Hi All,

I posted this earlier on the mxnet slack channel, based on a suggestion
there I am reposting it here for a wider audience -

I was searching for ways of performing HPO for models built with MXNet, and
I came across Sherpa, an open source distributed HPO library presented in
NeurIPS 2018 - https://openreview.net/pdf?id=HklSUMyJcQ.

I have been trying it out and it is very easy to use and extensible. It
already supports RandomSearch, Grid Search and BayesianOpt for performing
the search in the hyper-parameter space.

I have submitted a PR with an example gluon use-case -
https://github.com/sherpa-ai/sherpa/pull/27  But I am yet to try it with
large distributed training use cases. But the library does support it, we
can run it in distributed mode for running heavy workloads.

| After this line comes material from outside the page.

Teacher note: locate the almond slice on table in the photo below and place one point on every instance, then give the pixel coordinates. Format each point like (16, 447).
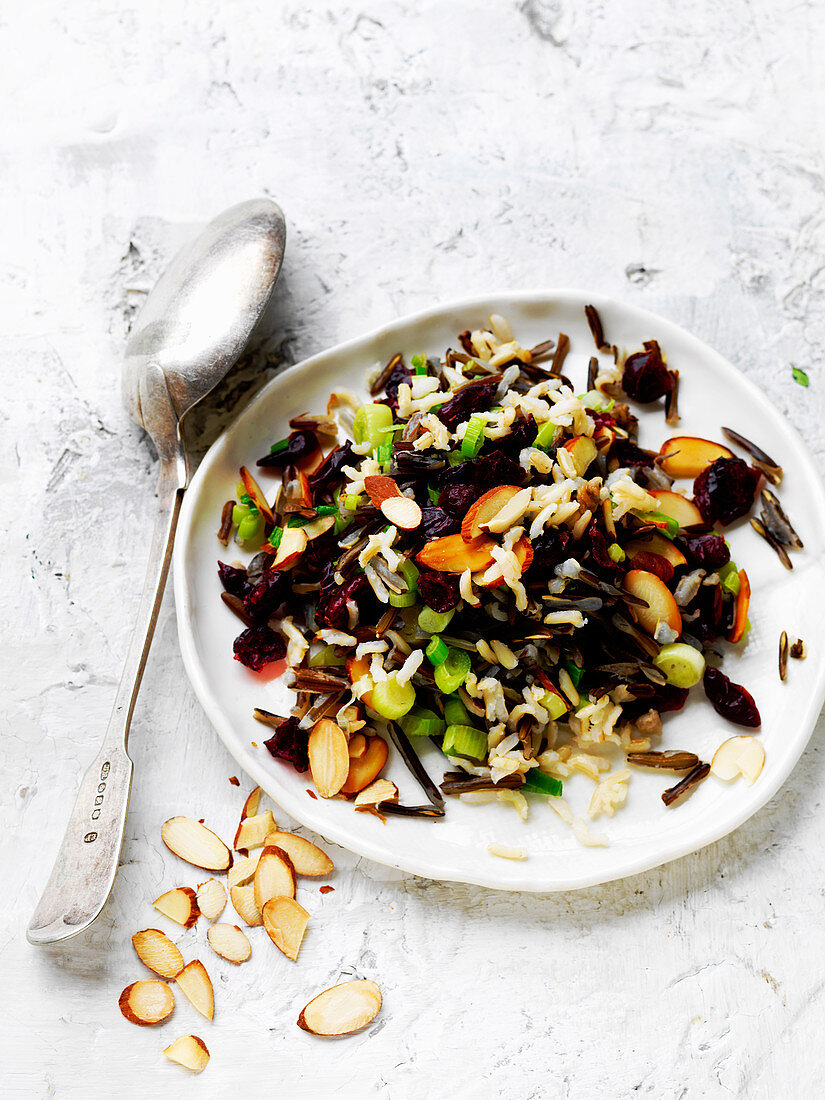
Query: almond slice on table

It also comes with a neat UI dashboard to monitor the jobs being run.

[image: Screen Shot 2019-03-13 at 8.08.48 AM.png]

I think we should explore this as an option for performing HPO with gluon.

What might integration entail -
1. I have not fully evaluated what changes might be necessary but I think
the integration can be fairly unobtrusive for both repositories. As
demonstrated above we can already use sherpa for performing HPO, but the
experience is a bit clunky. It can be made smooth by adding a few callback
functions that will track and log the metrics of the different experiment
runs( å la the keras callback function defined here -
https://github.com/sherpa-ai/sherpa/blob/master/sherpa/core.py#L368 )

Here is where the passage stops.